Apple has banned Fortnite, a popular video game among teens, from its app store.
Fortnite was banned after it launched its own in-app payment system, bypassing Apple’s system.
Apple charges a whopping 30% commission on in-app purchases, a hefty price for apps that operate in the app store.
While a judge ruled in September that Apple cannot prevent apps from using their own payment systems, the judge also said that Epic Games, the creator of Fortnite, failed to prove that Apple was operating a monopoly.
According to the BBC, Apple and Epic are both appealing the judgments that were not in their favor.
Meanwhile, Epic took to Twitter to slam Apple’s practices.

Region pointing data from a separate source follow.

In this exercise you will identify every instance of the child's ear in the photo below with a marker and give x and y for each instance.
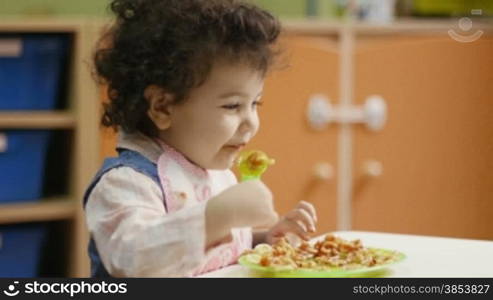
(160, 104)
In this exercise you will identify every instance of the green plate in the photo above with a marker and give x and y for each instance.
(375, 271)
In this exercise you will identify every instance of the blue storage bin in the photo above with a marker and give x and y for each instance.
(30, 70)
(22, 164)
(20, 249)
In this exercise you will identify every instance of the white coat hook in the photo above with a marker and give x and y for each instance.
(373, 113)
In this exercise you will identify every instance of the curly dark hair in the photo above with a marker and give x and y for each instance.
(174, 44)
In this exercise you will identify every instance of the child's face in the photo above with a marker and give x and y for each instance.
(219, 118)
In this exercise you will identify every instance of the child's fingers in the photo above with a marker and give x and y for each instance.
(297, 228)
(301, 216)
(308, 207)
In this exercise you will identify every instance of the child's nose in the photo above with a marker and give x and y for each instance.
(249, 121)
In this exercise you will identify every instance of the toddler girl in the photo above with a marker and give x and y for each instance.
(184, 78)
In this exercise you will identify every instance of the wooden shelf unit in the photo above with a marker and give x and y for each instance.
(45, 210)
(81, 118)
(38, 120)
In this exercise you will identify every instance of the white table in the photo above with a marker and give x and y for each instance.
(426, 256)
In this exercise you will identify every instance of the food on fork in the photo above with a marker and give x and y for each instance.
(252, 164)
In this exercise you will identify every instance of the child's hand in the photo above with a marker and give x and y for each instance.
(247, 204)
(299, 221)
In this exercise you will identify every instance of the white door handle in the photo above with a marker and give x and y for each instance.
(323, 171)
(373, 113)
(372, 168)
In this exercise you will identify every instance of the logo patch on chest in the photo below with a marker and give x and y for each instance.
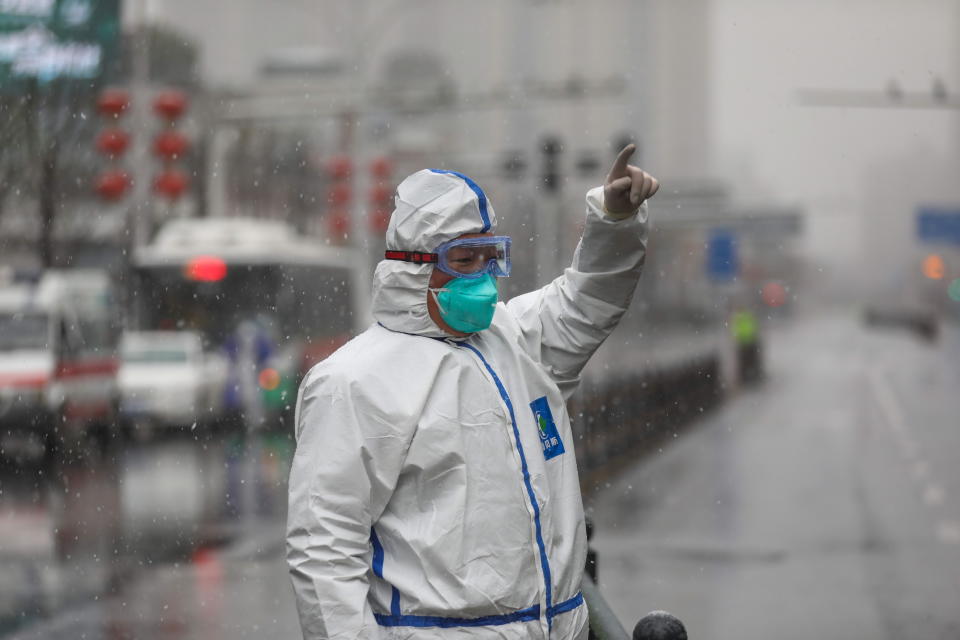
(547, 428)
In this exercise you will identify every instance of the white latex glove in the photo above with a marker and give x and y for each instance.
(627, 186)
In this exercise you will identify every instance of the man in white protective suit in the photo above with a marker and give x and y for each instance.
(434, 489)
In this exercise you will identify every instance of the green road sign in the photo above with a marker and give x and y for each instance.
(48, 40)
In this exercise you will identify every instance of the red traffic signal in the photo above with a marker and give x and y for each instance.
(205, 269)
(171, 183)
(113, 102)
(170, 104)
(113, 142)
(112, 184)
(170, 144)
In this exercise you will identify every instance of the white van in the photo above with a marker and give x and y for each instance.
(167, 380)
(58, 364)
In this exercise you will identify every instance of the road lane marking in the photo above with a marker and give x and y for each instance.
(949, 532)
(933, 493)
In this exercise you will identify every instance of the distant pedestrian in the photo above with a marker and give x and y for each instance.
(434, 491)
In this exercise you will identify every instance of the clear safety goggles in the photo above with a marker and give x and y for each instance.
(465, 257)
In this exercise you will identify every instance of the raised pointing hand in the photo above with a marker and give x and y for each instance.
(627, 186)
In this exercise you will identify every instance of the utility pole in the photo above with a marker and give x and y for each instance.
(140, 214)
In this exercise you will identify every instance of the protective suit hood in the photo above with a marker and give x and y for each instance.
(432, 206)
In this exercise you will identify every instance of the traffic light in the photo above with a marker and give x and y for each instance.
(170, 144)
(339, 196)
(113, 141)
(551, 148)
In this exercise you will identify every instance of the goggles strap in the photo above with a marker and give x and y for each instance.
(411, 256)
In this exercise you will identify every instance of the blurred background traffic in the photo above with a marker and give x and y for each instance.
(193, 196)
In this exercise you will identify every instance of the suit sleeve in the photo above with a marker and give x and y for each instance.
(347, 461)
(564, 322)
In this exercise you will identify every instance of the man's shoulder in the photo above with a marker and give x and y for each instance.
(379, 355)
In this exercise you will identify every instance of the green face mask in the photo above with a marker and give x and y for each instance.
(467, 304)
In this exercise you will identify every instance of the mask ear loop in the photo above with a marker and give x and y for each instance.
(436, 298)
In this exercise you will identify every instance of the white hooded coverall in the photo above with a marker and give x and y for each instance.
(434, 489)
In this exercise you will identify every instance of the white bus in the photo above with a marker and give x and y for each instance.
(215, 276)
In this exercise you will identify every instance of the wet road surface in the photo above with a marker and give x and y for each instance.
(823, 503)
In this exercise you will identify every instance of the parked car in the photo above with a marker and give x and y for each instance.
(166, 379)
(58, 362)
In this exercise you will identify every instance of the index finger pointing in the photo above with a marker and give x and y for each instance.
(619, 168)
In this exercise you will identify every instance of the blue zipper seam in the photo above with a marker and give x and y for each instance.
(526, 478)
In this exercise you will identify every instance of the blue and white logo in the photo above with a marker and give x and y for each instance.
(547, 428)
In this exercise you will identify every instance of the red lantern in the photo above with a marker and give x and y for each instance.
(339, 167)
(113, 102)
(381, 167)
(113, 142)
(170, 144)
(170, 104)
(339, 194)
(112, 184)
(171, 183)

"Apple spent a year telling the world, the court, and the press they'd 'welcome Epic's return to the App Store if they agree to play by the same rules as everyone else'," Tim Sweeney, chief executive of Epic Games, wrote on Twitter.
"Epic agreed, and now Apple has reneged in another abuse of its monopoly power over a billion users," he added.
According to Sweeney, Apple said that Epic "committed an intentional breach of contract, and breach of trust, by concealing code from Apple" and it would not reinstate its account "until the district court's judgment becomes final and non-appealable.”
Interestingly, Apple’s Tim Cook faced controversy as well after he sent an email to employees warning them not to leak confidential information. The email itself was then leaked.
Cook asserted that Apple would do "everything in [its] power to identify those who leaked" information to the press.
"People who leak confidential information do not belong" at Apple, he added.